Blog / Video generation / How to Prompt AI Video Like a Cinematogr…

How to Prompt AI Video Like a Cinematographer

Learn how to use focal length, f-stop, and lighting ratios in AI video prompts for more cinematic shots and better control. See examples inside.

Ilia Ilinskii
Rephrase · April 20, 2026

Video generation7 min read

On this page

Key Takeaways Why does camera vocabulary improve AI video prompts?What does focal length mean in an AI video prompt?How should you use f-stop in AI video prompts?How do lighting ratios make AI video prompts better?How can you combine focal length, f-stop, and lighting ratios in one prompt?Before-and-after prompt examples References

Most AI video prompts fail for the same reason: they describe a scene, not a shot. If you want cinematic output, you need to stop talking like a customer and start talking like a cinematographer.

Key Takeaways

Camera vocabulary gives AI video models stronger visual constraints than vague style words.
Focal length, f-stop, and lighting ratios work best when tied to framing, subject distance, and mood.
Research on video models shows structured, camera-aware prompting improves temporal grounding and reduces vague camera descriptions [1].
Precise lighting controls work better than fuzzy terms because models respond well to explicit attributes like position, intensity, and softness [3].
A simple subject → camera → lighting structure is easier to iterate than one giant prompt blob.

Why does camera vocabulary improve AI video prompts?

Camera vocabulary improves AI video prompts because it turns abstract taste into concrete visual instructions. Research on camera-aware video understanding shows that structured prompting helps models reason more clearly about framing, lighting, and motion, instead of producing generic descriptions or muddled camera behavior [1].

Here's the thing I noticed: "cinematic" is almost useless on its own. It sounds good, but it tells the model very little. "85mm lens, f/2, 4:1 key-to-fill ratio, soft side key" tells it far more.

That lines up with current research. A 2026 paper on camera motion understanding found that VideoLLMs are weak at inferring camera behavior unless you make those cues explicit, ideally in a structured prompt [1]. Another paper on cinematic video generation showed that camera trajectory and scene control matter a lot for maintaining visual consistency across shots [2]. In plain English: when you specify the shot language, the model has less room to improvise badly.

Community examples point the same way. People who build repeatable image and video prompts tend to organize them as subject, camera, lighting, style, and constraints rather than dumping everything into one long paragraph [4][5].

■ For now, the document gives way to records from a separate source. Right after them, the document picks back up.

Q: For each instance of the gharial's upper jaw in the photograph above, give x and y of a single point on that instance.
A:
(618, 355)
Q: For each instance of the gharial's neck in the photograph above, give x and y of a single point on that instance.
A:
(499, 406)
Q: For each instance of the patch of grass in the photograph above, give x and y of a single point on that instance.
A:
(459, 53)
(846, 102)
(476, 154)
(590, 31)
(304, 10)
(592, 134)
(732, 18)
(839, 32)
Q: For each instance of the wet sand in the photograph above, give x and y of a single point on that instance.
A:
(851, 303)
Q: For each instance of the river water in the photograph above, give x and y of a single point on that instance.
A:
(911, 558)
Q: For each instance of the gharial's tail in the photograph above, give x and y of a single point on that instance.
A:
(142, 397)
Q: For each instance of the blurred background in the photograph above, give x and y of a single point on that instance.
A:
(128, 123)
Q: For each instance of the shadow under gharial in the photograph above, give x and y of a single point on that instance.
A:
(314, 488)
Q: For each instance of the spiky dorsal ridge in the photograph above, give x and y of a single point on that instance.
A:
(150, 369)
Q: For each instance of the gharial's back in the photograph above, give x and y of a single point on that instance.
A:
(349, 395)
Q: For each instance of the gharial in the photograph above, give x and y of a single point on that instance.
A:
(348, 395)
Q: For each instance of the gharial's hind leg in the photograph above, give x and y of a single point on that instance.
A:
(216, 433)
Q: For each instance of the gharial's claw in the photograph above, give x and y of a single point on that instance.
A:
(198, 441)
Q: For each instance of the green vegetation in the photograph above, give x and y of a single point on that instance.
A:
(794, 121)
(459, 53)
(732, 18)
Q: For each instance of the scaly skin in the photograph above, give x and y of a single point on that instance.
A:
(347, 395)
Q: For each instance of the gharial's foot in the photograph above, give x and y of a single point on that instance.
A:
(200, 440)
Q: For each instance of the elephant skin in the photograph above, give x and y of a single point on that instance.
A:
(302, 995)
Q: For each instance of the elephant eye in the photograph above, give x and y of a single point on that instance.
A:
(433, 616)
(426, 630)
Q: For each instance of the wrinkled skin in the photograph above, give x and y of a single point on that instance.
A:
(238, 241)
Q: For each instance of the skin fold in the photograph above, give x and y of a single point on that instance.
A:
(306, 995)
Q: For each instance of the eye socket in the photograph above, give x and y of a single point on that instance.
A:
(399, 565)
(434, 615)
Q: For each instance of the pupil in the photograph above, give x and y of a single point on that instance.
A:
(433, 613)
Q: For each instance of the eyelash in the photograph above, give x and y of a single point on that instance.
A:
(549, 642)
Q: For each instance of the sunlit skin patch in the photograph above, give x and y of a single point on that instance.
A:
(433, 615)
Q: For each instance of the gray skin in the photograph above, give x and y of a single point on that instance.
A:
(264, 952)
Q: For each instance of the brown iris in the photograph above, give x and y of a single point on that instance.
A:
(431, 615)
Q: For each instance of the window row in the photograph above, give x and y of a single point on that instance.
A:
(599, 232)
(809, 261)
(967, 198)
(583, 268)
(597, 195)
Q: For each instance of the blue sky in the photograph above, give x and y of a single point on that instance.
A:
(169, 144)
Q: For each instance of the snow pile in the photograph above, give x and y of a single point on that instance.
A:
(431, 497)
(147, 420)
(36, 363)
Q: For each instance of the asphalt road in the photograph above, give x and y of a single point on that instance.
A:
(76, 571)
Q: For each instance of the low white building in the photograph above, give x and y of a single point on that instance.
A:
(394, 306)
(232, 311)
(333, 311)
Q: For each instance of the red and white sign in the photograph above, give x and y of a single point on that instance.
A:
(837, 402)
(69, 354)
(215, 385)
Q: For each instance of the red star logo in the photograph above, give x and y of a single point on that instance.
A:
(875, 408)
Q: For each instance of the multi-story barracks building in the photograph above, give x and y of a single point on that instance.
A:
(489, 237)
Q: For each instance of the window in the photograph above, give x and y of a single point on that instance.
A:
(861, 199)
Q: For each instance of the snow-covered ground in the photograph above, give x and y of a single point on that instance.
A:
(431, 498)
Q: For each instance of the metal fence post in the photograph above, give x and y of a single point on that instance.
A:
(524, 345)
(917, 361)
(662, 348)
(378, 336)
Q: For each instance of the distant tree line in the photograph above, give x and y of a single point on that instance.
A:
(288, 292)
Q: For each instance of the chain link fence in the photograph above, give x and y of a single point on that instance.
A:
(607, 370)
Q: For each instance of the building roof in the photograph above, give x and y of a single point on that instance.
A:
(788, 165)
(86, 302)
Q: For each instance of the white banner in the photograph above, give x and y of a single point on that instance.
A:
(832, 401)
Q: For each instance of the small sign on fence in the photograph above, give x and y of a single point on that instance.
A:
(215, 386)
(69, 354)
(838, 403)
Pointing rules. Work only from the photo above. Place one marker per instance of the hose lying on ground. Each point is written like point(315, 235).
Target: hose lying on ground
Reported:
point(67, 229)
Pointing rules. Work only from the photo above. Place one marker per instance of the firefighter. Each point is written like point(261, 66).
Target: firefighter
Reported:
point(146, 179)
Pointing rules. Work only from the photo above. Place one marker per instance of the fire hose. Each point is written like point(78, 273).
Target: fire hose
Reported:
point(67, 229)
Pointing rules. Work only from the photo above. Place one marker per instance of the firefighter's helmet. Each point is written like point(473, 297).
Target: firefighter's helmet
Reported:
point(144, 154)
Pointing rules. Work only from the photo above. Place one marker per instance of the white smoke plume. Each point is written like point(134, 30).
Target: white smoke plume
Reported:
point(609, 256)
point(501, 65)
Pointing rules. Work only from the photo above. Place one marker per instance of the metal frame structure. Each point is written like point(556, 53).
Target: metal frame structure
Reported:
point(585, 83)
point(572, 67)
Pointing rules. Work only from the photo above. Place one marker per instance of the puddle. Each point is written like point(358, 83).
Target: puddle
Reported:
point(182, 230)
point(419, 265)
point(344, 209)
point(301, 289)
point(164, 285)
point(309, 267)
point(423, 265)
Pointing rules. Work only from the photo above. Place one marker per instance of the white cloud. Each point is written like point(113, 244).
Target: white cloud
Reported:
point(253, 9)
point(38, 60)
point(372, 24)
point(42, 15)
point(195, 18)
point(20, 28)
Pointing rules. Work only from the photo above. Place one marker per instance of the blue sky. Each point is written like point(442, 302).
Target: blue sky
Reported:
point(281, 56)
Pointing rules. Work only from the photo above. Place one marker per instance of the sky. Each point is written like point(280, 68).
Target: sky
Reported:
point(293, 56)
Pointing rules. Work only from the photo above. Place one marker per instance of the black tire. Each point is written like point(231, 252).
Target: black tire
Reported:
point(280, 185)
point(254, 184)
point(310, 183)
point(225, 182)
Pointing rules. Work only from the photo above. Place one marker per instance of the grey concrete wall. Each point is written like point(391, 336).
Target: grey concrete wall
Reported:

What does focal length mean in an AI video prompt?

Focal length in an AI video prompt mainly acts as a composition cue. It tells the model whether you want an ultra-wide, natural, or compressed look, and it works best when paired with shot type and subject distance rather than used as a lonely number [1][2].

In real cinematography, focal length changes perspective, compression, and field of view. In AI video, it's not always physically simulated with full accuracy, but it still strongly nudges the output.

Here's a practical way to think about it:

Focal length	Usual look	Best use in prompts
16-24mm	Wide, immersive, exaggerated depth	Establishing shots, dynamic movement, interiors
35-50mm	Natural, balanced	Dialogue, medium shots, general realism
85-135mm	Compressed, intimate, portrait-like	Close-ups, fashion, emotional beats

So instead of writing "a man walking in a hallway," write the shot.

Before:

A man walking through a hotel hallway, cinematic.

After:

A tense businessman walks through a narrow hotel hallway at night, medium close-up, 85mm lens, shallow depth of field, compressed background, subtle handheld motion, soft practical lights in the corridor, moody contrast.

The second prompt gives the model a visual grammar. It also mirrors how camera-aware datasets describe cinematic techniques such as focal length, framing, and movement as separate controllable dimensions [1].

How should you use f-stop in AI video prompts?

F-stop in AI video prompts is best used as a signal for depth of field and image mood. Lower f-stops usually suggest stronger subject isolation, while higher f-stops suggest more of the scene staying sharp and readable [3][4].

This is where people get sloppy. They throw in "f/1.4" because it sounds professional, even when the scene doesn't need it.

That's a mistake.

If you want a crowded café scene with environmental storytelling, f/1.4 may fight your goal because it implies a very shallow depth of field. If you want a lonely close-up, though, it's perfect.

Here's my rule of thumb:

F-stop	Prompt effect	When to use it
f/1.4-f/2	Very shallow depth of field	Portraits, close-ups, emotional isolation
f/2.8-f/4	Moderate separation	Dialogue, lifestyle shots, product motion
f/5.6+	Deeper focus	Landscapes, wide scenes, multi-subject action

Before:

A woman stands in a flower shop.

After:

A florist pauses between bouquets in a quiet flower shop, close-up, 50mm lens, f/1.8, soft foreground petals out of focus, creamy background blur, natural window light, gentle camera drift.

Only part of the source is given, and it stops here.